Surgical management of non-infective olecranon bursitis

Surgical removal of the olecranon bursa can be considered in patients with longstanding olecranon bursitis that failed to respond to conservative management. The operation can be performed under a general anaesthetic (the patient is asleep) or under regional anaesthesia (patient is awake, but the arm is blocked with an injection). Tissue samples are sent to the laboratory to exclude an infection and to look for crystals (present in gout). Surgical removal carries a risk of wound complications, seeing that the overlying skin is so thin. Therefore, we only consider surgery when all other methods have failed.
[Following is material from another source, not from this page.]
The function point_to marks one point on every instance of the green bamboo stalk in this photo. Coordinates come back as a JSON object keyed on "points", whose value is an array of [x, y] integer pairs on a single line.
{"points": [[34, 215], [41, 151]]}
Surgical management of septic olecranon bursitis

The most reliable way of treating septic (infective) olecranon bursitis is with surgical drainage of the pus collection and removal of the infected bursa. The operation can be performed under a general anaesthetic (the patient is asleep) or under regional anaesthesia (patient is awake, but the arm is blocked with an injection). Tissue samples are sent to the lab to identify the causative organism. A drain is usually left inside the bursa for 24-48 hours to allow any further fluid/pus to drain. The elbow will be splinted after surgery. Patients will often require a second clean-out in theatre 48-72 hours later. Antibiotics will be given through a drip for a few days and then in tablet form for 2-3 weeks. The splint will be removed at 2 weeks when the sutures are removed.